Staat ist größter Beteiligter an Stromkosten für Haushalte


Mit der Energiewende gab sich die Bundesregierung ein sehr nützliches Instrument in die Hand, um den Privathaushalten noch mehr Geld zu entziehen. Mit einem Anteil von 53 Prozent ist die öffentliche Hand inzwischen größter Beteiligter der berechneten Stromkosten.

Mehrwertsteuer auf Steuern und Umlagen – Monopolstellung

Stromkosten

Abgreifen solange der Strom noch über die Leitung kommt

Die Stromkosten steigen und steigen. Sind es nicht die Börsenpreise, dann eben die zur Kompensation dienende EEG-Umlage, welche die Strompreise für Haushalte weiter in die Höhe treiben. Zur Ausgestaltung kommen noch Stromsteuer, Ökosteuer und als immerwährende aufgesetzte Deko die Mehrwertsteuer oben drauf. Den antreibenden Stock dafür halten die Verantwortlichen hinter dem Staat in der Hand und diese gestalten nun mit der CO2-Bepreisung eine weitere Kostennote. Zwar soll nach gegenwärtigen Plänen die Stromsteuer zum “Ausgleich” gekürzt oder gar abgeschafft werden, aber wer soll schon daran glauben, dass für die Haushalte mit den wertschöpfenden Arbeitnehmern finanzielle Entlastungen zukommen?

Im Jahr 2019 haben die Privathaushalte für die von den Verantwortlichen der öffentlich rechtlichen Hand gestalteten Stromanteile mehr als 20 Milliarden Euro zu bezahlen. Damit ist der deutsche Staat der größte Preistreiber beim Strom, so das Vergleichsportal Verivox. Damit nimmt der Staat auch den Löwenanteil der abverlangten Strompreise ein. 53 Prozent beträgt die Abgabenquote. Würde nun die Ökostromumlage entfallen, könnte lt. Verivox-Berechnung ein durchschnittlicher Haushalt pro Jahr um bis zu 229 Euro einsparen.

Der Verbraucherpreisindex des Vergleichsportals weist aktuell einen Strompreis von 30,20 Cent pro Kilowattstunde (kWh) auf. Der durchschnittliche Verbrauch der Privathaushalte betrug im Jahr 2018 ca. 127 Milliarden kWh Strom. Mit dieser Berechnungsgrundlage könne für 2019 Stromkosten von insg. 38 Milliarden Euro prognostiziert werden.

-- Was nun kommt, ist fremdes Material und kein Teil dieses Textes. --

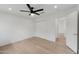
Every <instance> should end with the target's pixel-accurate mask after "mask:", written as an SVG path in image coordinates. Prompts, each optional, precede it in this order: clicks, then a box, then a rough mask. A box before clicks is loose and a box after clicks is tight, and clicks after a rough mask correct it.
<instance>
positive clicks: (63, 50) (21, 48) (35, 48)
mask: <svg viewBox="0 0 79 59" xmlns="http://www.w3.org/2000/svg"><path fill="white" fill-rule="evenodd" d="M57 39H58V38H57ZM62 42H63V40H62ZM0 53H2V54H5V53H7V54H9V53H10V54H13V53H17V54H18V53H19V54H28V53H30V54H72V53H74V52H73V51H72V50H70V49H69V48H68V47H67V46H66V45H65V44H61V43H59V41H58V40H57V41H56V42H55V43H54V42H51V41H48V40H45V39H42V38H38V37H32V38H29V39H25V40H23V41H19V42H17V43H13V44H8V45H6V46H2V47H0Z"/></svg>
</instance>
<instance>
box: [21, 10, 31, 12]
mask: <svg viewBox="0 0 79 59" xmlns="http://www.w3.org/2000/svg"><path fill="white" fill-rule="evenodd" d="M20 11H21V12H30V11H26V10H20Z"/></svg>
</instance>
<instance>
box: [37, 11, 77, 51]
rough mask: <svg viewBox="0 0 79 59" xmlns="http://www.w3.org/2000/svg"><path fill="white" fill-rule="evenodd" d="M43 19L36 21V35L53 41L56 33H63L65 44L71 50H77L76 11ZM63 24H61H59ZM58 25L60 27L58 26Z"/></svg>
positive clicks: (54, 39) (76, 15) (76, 27)
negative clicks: (41, 19) (65, 44)
mask: <svg viewBox="0 0 79 59" xmlns="http://www.w3.org/2000/svg"><path fill="white" fill-rule="evenodd" d="M41 19H43V20H41V21H37V22H36V36H37V37H41V38H45V39H47V40H50V41H55V39H56V36H57V35H58V33H65V37H66V44H67V46H69V47H70V48H71V49H72V50H73V51H75V52H77V35H74V34H77V12H76V11H74V12H72V13H70V14H68V15H66V16H64V17H61V18H57V19H54V18H52V17H49V18H47V17H46V18H41ZM58 22H59V23H60V25H63V26H60V25H59V23H58ZM59 27H60V28H59Z"/></svg>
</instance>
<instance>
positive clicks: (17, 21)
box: [0, 12, 34, 46]
mask: <svg viewBox="0 0 79 59" xmlns="http://www.w3.org/2000/svg"><path fill="white" fill-rule="evenodd" d="M33 34H34V21H32V20H29V19H26V18H23V17H19V16H16V15H11V14H7V13H2V12H0V46H2V45H5V44H8V43H12V42H16V41H19V40H23V39H27V38H29V37H32V36H33Z"/></svg>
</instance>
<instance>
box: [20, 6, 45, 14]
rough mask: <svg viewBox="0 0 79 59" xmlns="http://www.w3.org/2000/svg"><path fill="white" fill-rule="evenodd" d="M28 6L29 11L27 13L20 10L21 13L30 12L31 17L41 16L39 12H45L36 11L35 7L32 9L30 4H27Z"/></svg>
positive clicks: (25, 11) (22, 10) (32, 8)
mask: <svg viewBox="0 0 79 59" xmlns="http://www.w3.org/2000/svg"><path fill="white" fill-rule="evenodd" d="M26 6H27V7H28V8H29V11H27V10H20V12H29V13H30V14H29V15H32V14H36V15H40V13H38V12H40V11H43V10H44V9H37V10H34V7H31V6H30V4H26Z"/></svg>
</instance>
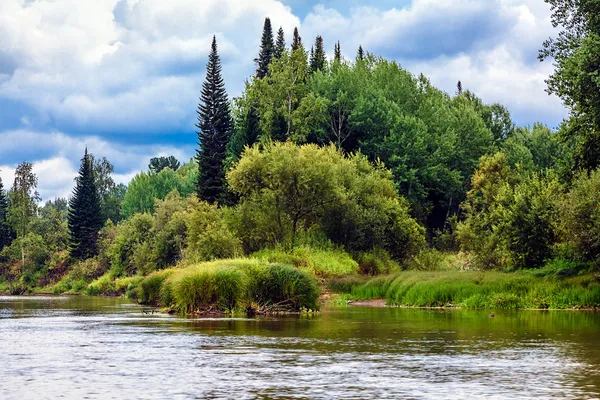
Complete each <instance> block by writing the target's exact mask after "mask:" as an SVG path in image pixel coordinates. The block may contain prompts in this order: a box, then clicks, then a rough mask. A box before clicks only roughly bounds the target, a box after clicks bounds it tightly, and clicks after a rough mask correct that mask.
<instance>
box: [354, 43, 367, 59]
mask: <svg viewBox="0 0 600 400" xmlns="http://www.w3.org/2000/svg"><path fill="white" fill-rule="evenodd" d="M364 59H365V52H364V50H363V48H362V45H360V46H358V53H357V54H356V60H358V61H362V60H364Z"/></svg>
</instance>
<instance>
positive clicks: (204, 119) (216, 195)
mask: <svg viewBox="0 0 600 400" xmlns="http://www.w3.org/2000/svg"><path fill="white" fill-rule="evenodd" d="M196 127H197V128H198V129H199V130H198V132H197V134H198V141H199V145H200V149H199V150H197V151H196V158H197V160H198V165H199V168H200V173H199V175H198V182H197V185H196V189H197V192H198V197H199V198H200V199H201V200H206V201H208V202H209V203H215V202H217V201H220V200H221V201H224V200H225V196H226V189H225V166H224V161H225V158H226V156H227V154H226V153H227V142H228V141H229V138H230V137H231V134H232V131H233V123H232V119H231V110H230V109H229V101H228V100H227V92H226V91H225V83H224V82H223V78H222V76H221V60H220V58H219V54H218V53H217V39H216V37H213V42H212V49H211V52H210V55H209V56H208V63H207V65H206V80H205V81H204V83H203V84H202V93H201V95H200V104H199V105H198V124H197V125H196Z"/></svg>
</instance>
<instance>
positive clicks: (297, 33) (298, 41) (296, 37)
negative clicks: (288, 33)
mask: <svg viewBox="0 0 600 400" xmlns="http://www.w3.org/2000/svg"><path fill="white" fill-rule="evenodd" d="M301 47H302V38H301V37H300V34H299V33H298V28H294V39H293V41H292V51H296V50H298V49H299V48H301Z"/></svg>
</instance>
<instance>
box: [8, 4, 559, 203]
mask: <svg viewBox="0 0 600 400" xmlns="http://www.w3.org/2000/svg"><path fill="white" fill-rule="evenodd" d="M267 16H268V17H270V18H271V21H272V23H273V25H274V26H275V29H278V28H279V27H280V26H281V27H283V29H284V31H285V32H286V36H287V40H288V43H289V42H290V41H291V33H292V31H293V28H294V27H295V26H297V27H298V28H299V31H300V35H301V36H302V37H303V41H304V43H305V44H307V45H308V44H310V43H312V42H313V41H314V37H315V36H316V35H319V34H320V35H322V36H323V38H324V41H325V45H326V47H327V50H328V52H329V54H330V57H331V54H332V53H333V45H334V43H335V42H336V41H337V40H340V42H341V48H342V53H343V55H344V57H345V58H348V59H354V57H355V54H356V50H357V48H358V46H359V45H362V46H363V47H364V48H365V50H367V51H369V52H371V53H374V54H375V55H379V56H383V57H386V58H388V59H393V60H396V61H397V62H398V63H399V64H400V65H401V66H402V67H403V68H405V69H407V70H408V71H410V72H412V73H413V74H420V73H423V74H425V75H426V76H427V77H428V78H429V79H430V80H431V81H432V83H433V84H434V85H436V86H438V87H439V88H441V89H443V90H445V91H447V92H448V93H450V94H453V93H454V92H455V90H456V89H455V88H456V83H457V81H458V80H461V81H462V83H463V87H464V88H465V89H470V90H472V91H474V92H475V93H476V94H477V95H478V96H479V97H481V98H482V99H483V101H484V102H486V103H495V102H499V103H501V104H503V105H505V106H506V107H507V108H508V109H509V111H510V112H511V114H512V116H513V119H514V120H515V122H517V123H518V124H520V125H530V124H533V123H534V122H542V123H545V124H547V125H548V126H550V127H556V126H557V125H558V124H559V123H560V122H561V120H562V119H563V118H565V117H566V116H567V111H566V110H565V109H564V107H563V106H562V105H561V102H560V100H559V99H557V98H556V97H553V96H549V95H548V94H547V93H546V92H545V88H546V85H545V83H544V80H545V79H546V78H547V77H548V75H550V74H551V73H552V70H553V66H552V63H551V62H544V63H540V62H539V61H538V60H537V51H538V49H539V48H540V46H541V44H542V42H543V41H544V40H545V39H547V38H548V37H550V36H553V35H555V34H556V31H555V29H554V28H553V27H552V25H551V23H550V11H549V6H548V5H547V4H546V3H545V2H543V1H542V0H380V1H373V0H371V1H366V0H330V1H318V0H317V1H314V0H284V1H276V0H252V1H249V0H202V1H198V0H169V1H165V0H1V1H0V177H1V178H2V180H3V182H4V185H5V187H9V186H10V185H11V183H12V181H13V174H14V169H15V167H16V165H17V164H18V163H19V162H21V161H24V160H27V161H29V162H33V163H34V171H35V172H36V174H37V175H38V178H39V186H38V190H39V192H40V194H41V196H42V198H43V199H44V200H51V199H53V198H55V197H68V196H69V195H70V193H71V191H72V188H73V184H74V183H73V179H74V177H75V176H76V175H77V169H78V168H79V163H80V159H81V157H82V155H83V152H84V149H85V147H86V146H87V147H88V149H89V151H90V152H91V153H93V154H94V155H95V156H97V157H107V158H108V160H109V161H111V162H112V163H113V164H114V165H115V174H114V178H115V180H116V181H117V182H119V183H121V182H122V183H127V182H128V181H129V180H130V179H131V178H132V177H133V176H134V175H135V174H136V173H138V172H139V171H141V170H145V169H147V165H148V161H149V159H150V158H152V157H154V156H159V155H174V156H175V157H177V158H178V159H179V160H182V161H185V160H188V159H189V158H190V157H192V156H193V155H194V151H195V148H196V146H197V144H196V143H197V137H196V134H195V128H194V124H195V121H196V107H197V103H198V96H199V93H200V89H201V86H202V81H203V79H204V72H205V65H206V60H207V56H208V52H209V50H210V41H211V39H212V36H213V35H216V37H217V42H218V45H219V53H220V55H221V58H222V62H223V74H224V79H225V82H226V86H227V89H228V92H229V95H230V97H234V96H237V95H239V94H240V92H241V91H242V90H243V87H244V81H245V80H246V79H247V78H248V77H249V76H250V75H251V74H252V73H253V69H254V62H253V60H254V58H255V57H256V55H257V52H258V46H259V41H260V36H261V32H262V25H263V22H264V18H265V17H267Z"/></svg>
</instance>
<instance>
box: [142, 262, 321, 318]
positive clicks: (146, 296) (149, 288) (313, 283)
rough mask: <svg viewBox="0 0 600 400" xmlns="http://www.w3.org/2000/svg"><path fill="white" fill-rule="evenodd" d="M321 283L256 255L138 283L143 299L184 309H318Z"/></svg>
mask: <svg viewBox="0 0 600 400" xmlns="http://www.w3.org/2000/svg"><path fill="white" fill-rule="evenodd" d="M318 297H319V287H318V284H317V282H316V280H315V279H314V278H313V277H311V276H310V275H309V274H308V273H307V272H306V271H302V270H299V269H297V268H295V267H293V266H289V265H283V264H274V263H268V262H265V261H261V260H257V259H242V260H220V261H213V262H206V263H201V264H197V265H193V266H190V267H187V268H181V269H172V270H165V271H159V272H155V273H153V274H150V275H149V276H148V277H146V278H145V279H144V280H143V281H142V282H141V284H140V287H139V301H140V302H141V303H147V304H155V305H162V306H164V307H169V308H173V309H175V310H177V311H178V312H180V313H183V314H190V313H196V312H200V313H202V312H207V311H209V310H210V311H221V312H234V311H250V310H253V311H254V312H269V311H293V312H298V311H301V310H302V309H307V310H316V309H317V308H318V305H317V300H318Z"/></svg>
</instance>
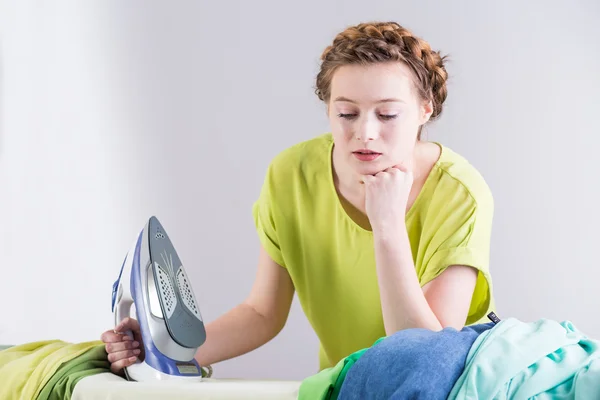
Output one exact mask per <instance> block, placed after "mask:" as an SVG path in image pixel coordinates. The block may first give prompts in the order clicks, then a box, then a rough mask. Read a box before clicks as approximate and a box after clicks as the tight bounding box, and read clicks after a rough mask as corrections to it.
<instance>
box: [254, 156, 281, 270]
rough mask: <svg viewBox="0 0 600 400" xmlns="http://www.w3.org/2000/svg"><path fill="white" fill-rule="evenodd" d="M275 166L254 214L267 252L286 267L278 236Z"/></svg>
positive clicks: (270, 173) (260, 238)
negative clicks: (281, 251) (273, 176)
mask: <svg viewBox="0 0 600 400" xmlns="http://www.w3.org/2000/svg"><path fill="white" fill-rule="evenodd" d="M272 174H273V166H272V165H270V166H269V168H268V170H267V174H266V176H265V179H264V182H263V186H262V188H261V191H260V194H259V197H258V199H257V200H256V202H255V203H254V204H253V206H252V214H253V217H254V224H255V226H256V232H257V234H258V238H259V240H260V242H261V244H262V245H263V247H264V249H265V251H266V252H267V253H268V254H269V255H270V256H271V258H272V259H273V261H275V262H276V263H277V264H279V265H281V266H282V267H285V263H284V260H283V255H282V252H281V245H280V241H279V238H278V235H277V224H276V217H275V215H276V210H275V208H274V207H275V202H274V201H273V200H274V197H273V196H274V190H275V184H274V180H273V176H272Z"/></svg>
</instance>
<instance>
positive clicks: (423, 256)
mask: <svg viewBox="0 0 600 400" xmlns="http://www.w3.org/2000/svg"><path fill="white" fill-rule="evenodd" d="M440 147H441V149H442V151H441V154H440V158H439V159H438V161H437V162H436V164H435V166H434V167H433V169H432V170H431V172H430V174H429V176H428V178H427V180H426V182H425V184H424V186H423V188H422V189H421V192H420V194H419V195H418V197H417V199H416V200H415V202H414V204H413V206H412V207H411V208H410V210H409V211H408V213H407V216H406V225H407V229H408V234H409V238H410V241H411V248H412V254H413V260H414V263H415V268H416V273H417V276H418V279H419V281H420V283H421V286H423V285H425V284H426V283H427V282H429V281H431V280H432V279H434V278H435V277H437V276H438V275H439V274H440V273H442V272H443V271H444V270H445V269H446V268H447V267H448V266H450V265H454V264H459V265H469V266H472V267H474V268H477V269H478V270H479V271H480V272H479V276H478V279H477V285H476V288H475V291H474V294H473V297H472V302H471V307H470V310H469V314H468V318H467V321H466V324H467V325H469V324H473V323H477V322H479V321H480V320H482V319H483V318H485V316H486V315H487V314H488V313H489V312H490V311H491V310H492V309H493V308H494V299H493V295H492V283H491V277H490V275H489V252H490V237H491V228H492V216H493V208H494V204H493V198H492V195H491V192H490V190H489V188H488V186H487V184H486V183H485V181H484V179H483V178H482V177H481V175H480V174H479V173H478V172H477V170H476V169H475V168H474V167H473V166H471V165H470V164H469V163H468V162H467V161H466V160H465V159H464V158H463V157H461V156H459V155H458V154H457V153H455V152H453V151H452V150H451V149H449V148H447V147H445V146H442V145H440ZM332 150H333V139H332V136H331V134H329V133H327V134H324V135H320V136H318V137H316V138H313V139H310V140H306V141H303V142H301V143H299V144H296V145H294V146H292V147H290V148H288V149H286V150H284V151H282V152H281V153H279V154H278V155H277V156H276V157H275V158H274V159H273V161H272V162H271V164H270V165H269V168H268V171H267V174H266V177H265V180H264V184H263V186H262V189H261V193H260V196H259V198H258V200H257V201H256V203H255V204H254V207H253V215H254V221H255V224H256V228H257V232H258V236H259V238H260V240H261V243H262V244H263V246H264V248H265V250H266V251H267V252H268V253H269V254H270V256H271V257H272V259H273V260H274V261H275V262H277V263H278V264H279V265H281V266H282V267H284V268H286V269H287V271H288V273H289V274H290V277H291V279H292V281H293V283H294V287H295V290H296V293H297V295H298V300H299V301H300V304H301V306H302V308H303V310H304V312H305V314H306V317H307V318H308V321H309V322H310V324H311V325H312V327H313V329H314V330H315V333H316V335H317V336H318V338H319V341H320V352H319V366H320V368H319V369H320V370H322V369H324V368H330V367H332V366H334V365H336V364H337V363H338V362H339V361H340V360H342V359H343V358H344V357H346V356H348V355H350V354H352V353H354V352H356V351H358V350H360V349H363V348H367V347H369V346H371V345H372V344H373V343H374V342H375V341H376V340H377V339H379V338H381V337H383V336H385V328H384V325H383V316H382V312H381V302H380V297H379V288H378V283H377V274H376V269H375V254H374V245H373V233H372V232H371V231H370V230H367V229H364V228H362V227H361V226H360V225H358V224H357V223H356V222H355V221H354V220H353V219H352V218H350V216H349V215H348V214H347V213H346V211H345V208H344V206H343V204H342V203H341V202H340V198H339V197H338V194H337V192H336V189H335V186H334V183H333V171H332V165H331V154H332Z"/></svg>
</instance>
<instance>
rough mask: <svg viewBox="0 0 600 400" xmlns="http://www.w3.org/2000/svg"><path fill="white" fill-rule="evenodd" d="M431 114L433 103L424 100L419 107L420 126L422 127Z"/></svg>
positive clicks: (432, 110)
mask: <svg viewBox="0 0 600 400" xmlns="http://www.w3.org/2000/svg"><path fill="white" fill-rule="evenodd" d="M431 114H433V102H432V101H431V100H426V101H424V102H423V103H422V105H421V121H420V122H421V125H424V124H425V123H426V122H427V121H429V118H431Z"/></svg>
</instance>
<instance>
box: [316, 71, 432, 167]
mask: <svg viewBox="0 0 600 400" xmlns="http://www.w3.org/2000/svg"><path fill="white" fill-rule="evenodd" d="M330 92H331V96H330V100H329V104H328V115H329V120H330V125H331V130H332V134H333V139H334V144H335V146H334V154H335V157H334V159H336V160H339V162H341V163H343V165H342V166H341V168H343V169H344V170H347V171H352V172H353V173H355V174H358V175H367V174H371V175H374V174H376V173H378V172H380V171H383V170H385V169H386V168H389V167H392V166H394V165H399V164H405V165H406V166H407V167H410V166H411V163H412V155H413V151H414V148H415V145H416V142H417V134H418V132H419V127H420V126H421V125H422V124H424V123H425V122H427V120H428V119H429V117H430V116H431V111H432V108H431V103H430V102H423V101H421V99H420V98H419V96H418V93H417V92H416V90H415V88H414V84H413V74H412V71H410V70H409V68H408V67H407V66H406V65H405V64H403V63H400V62H394V63H380V64H372V65H369V66H361V65H346V66H343V67H340V68H339V69H338V70H337V71H336V72H335V74H334V76H333V79H332V81H331V90H330Z"/></svg>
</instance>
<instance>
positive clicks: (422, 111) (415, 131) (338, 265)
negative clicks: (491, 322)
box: [102, 22, 494, 373]
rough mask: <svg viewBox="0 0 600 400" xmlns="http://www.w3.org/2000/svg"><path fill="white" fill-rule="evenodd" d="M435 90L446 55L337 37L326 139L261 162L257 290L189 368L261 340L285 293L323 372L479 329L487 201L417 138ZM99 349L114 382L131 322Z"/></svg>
mask: <svg viewBox="0 0 600 400" xmlns="http://www.w3.org/2000/svg"><path fill="white" fill-rule="evenodd" d="M446 79H447V72H446V69H445V67H444V57H441V56H440V54H439V53H438V52H436V51H433V50H432V49H431V48H430V46H429V44H428V43H427V42H425V41H424V40H422V39H420V38H418V37H415V36H414V35H413V34H412V33H411V32H410V31H408V30H407V29H405V28H404V27H402V26H400V25H398V24H397V23H394V22H374V23H364V24H359V25H357V26H353V27H349V28H348V29H346V30H344V31H343V32H341V33H339V34H338V35H337V36H336V37H335V39H334V41H333V43H332V44H331V45H330V46H328V47H327V48H326V49H325V51H324V53H323V54H322V65H321V70H320V72H319V74H318V76H317V79H316V94H317V95H318V96H319V98H320V99H321V100H322V101H323V102H324V104H325V106H326V109H327V112H328V116H329V120H330V124H331V133H327V134H323V135H320V136H317V137H315V138H313V139H310V140H307V141H304V142H302V143H299V144H296V145H294V146H292V147H290V148H288V149H286V150H284V151H282V152H281V153H280V154H279V155H278V156H276V157H275V158H274V160H273V161H272V163H271V164H270V166H269V168H268V171H267V174H266V178H265V181H264V185H263V187H262V191H261V194H260V196H259V198H258V200H257V202H256V203H255V205H254V208H253V213H254V218H255V222H256V228H257V232H258V237H259V239H260V242H261V247H260V257H259V260H258V272H257V276H256V281H255V282H254V285H253V287H252V290H251V293H250V294H249V296H248V298H247V299H246V300H245V301H244V302H243V303H242V304H239V305H238V306H237V307H235V308H233V309H232V310H230V311H228V312H227V313H225V314H224V315H223V316H221V317H219V318H218V319H216V320H215V321H212V322H211V323H209V324H207V326H206V331H207V340H206V342H205V344H204V345H203V346H202V347H201V348H200V349H199V351H198V353H197V355H196V358H197V360H198V362H199V363H200V364H201V365H203V366H207V365H210V364H214V363H217V362H219V361H222V360H226V359H230V358H233V357H236V356H239V355H242V354H244V353H247V352H249V351H252V350H254V349H256V348H258V347H259V346H262V345H264V344H265V343H267V342H268V341H270V340H271V339H273V338H274V337H275V336H276V335H277V334H278V333H279V332H280V330H281V329H282V328H283V327H284V325H285V323H286V320H287V316H288V312H289V310H290V305H291V302H292V298H293V295H294V293H297V295H298V298H299V301H300V303H301V305H302V307H303V310H304V312H305V313H306V316H307V318H308V320H309V322H310V324H311V325H312V327H313V328H314V330H315V332H316V334H317V336H318V338H319V340H320V343H321V345H320V353H319V361H320V368H321V369H324V368H327V367H331V366H333V365H335V364H336V363H337V362H338V361H339V360H341V359H342V358H343V357H346V356H348V355H349V354H351V353H353V352H354V351H356V350H359V349H361V348H366V347H369V346H371V345H372V344H373V343H374V342H375V340H377V339H378V338H380V337H382V336H386V335H391V334H393V333H394V332H396V331H399V330H402V329H409V328H425V329H430V330H441V329H442V328H444V327H450V326H451V327H456V328H457V329H460V328H461V327H463V326H464V325H465V324H466V325H471V324H474V323H477V322H480V321H481V320H482V319H483V318H485V316H486V315H487V314H488V313H489V312H490V310H491V309H492V308H493V307H494V300H493V294H492V282H491V278H490V274H489V265H488V264H489V248H490V235H491V226H492V216H493V199H492V195H491V193H490V190H489V188H488V186H487V185H486V183H485V181H484V179H483V178H482V177H481V175H480V174H479V173H478V172H477V170H476V169H475V168H474V167H473V166H471V165H470V164H469V163H468V162H467V161H466V160H465V159H464V158H463V157H461V156H460V155H458V154H457V153H455V152H453V151H452V150H451V149H449V148H448V147H445V146H443V145H441V144H439V143H433V142H428V141H425V140H423V139H422V138H421V131H422V127H423V126H424V125H425V124H426V123H428V122H429V121H431V120H433V119H435V118H437V117H438V116H439V115H440V113H441V112H442V105H443V103H444V100H445V99H446V94H447V89H446ZM127 329H132V330H134V332H136V333H135V339H134V340H129V339H128V337H127V336H126V335H124V334H122V333H120V332H124V331H125V330H127ZM102 340H103V341H104V342H105V343H106V349H107V352H108V353H109V356H108V357H109V360H110V362H111V363H112V370H113V372H115V373H120V371H121V370H122V369H123V368H124V367H126V366H129V365H131V364H132V363H133V362H134V361H135V359H136V357H143V353H142V354H140V348H142V346H140V341H141V340H140V334H139V325H138V324H137V321H135V320H133V319H127V320H124V321H122V322H121V323H120V324H119V325H118V326H117V327H115V329H114V330H112V329H111V330H108V331H106V332H104V333H103V335H102Z"/></svg>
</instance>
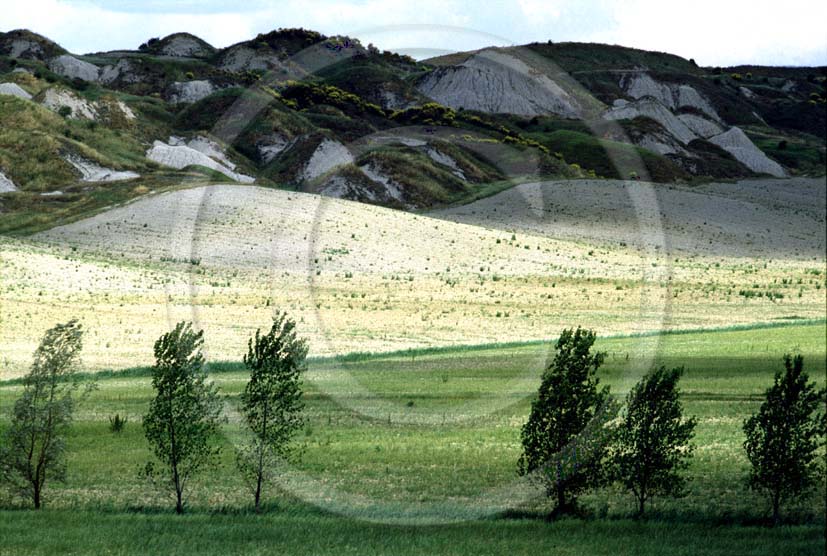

Als Netzentgelt werden davon 9,9 Mrd. Euro (26 %) deklariert. Beschaffungskosten, Vertrieb und Marge nehmen anteilig 8,2 Mrd. Euro (21 %) ein. Der “Rest” besteht aus Umlagen, Abgaben und Steuern zugunsten der öffentlich Hand und dies sind 20,3 Milliarden Euro. Vor 10 Jahren lag die Abgabenquote bei 40 Prozent. Der Staat greift somit auch zum Thema Strom immer tiefer in die Taschen der Privathaushalte.

Skrupel, auf erhobene Steuern eine weitere Mehrwertsteuer zu erheben, kennt der Staat ohnehin nicht. Dies gilt insbesondere auch für erhobene Steuern auf Kraftsteuern. Somit zahlen private Konsumenten im Jahr 2019 voraussichtlich rund 8 Milliarden Euro nur für die Ökostromumlage und dazu auf den vollen Strompreis noch die Mehrwertsteuer, also zusätzliche 6,1 Mrd. Euro. Alleine die Mehrwertsteuer belastet die Haushalte jährlich mit 145 Euro im Durchschnitt.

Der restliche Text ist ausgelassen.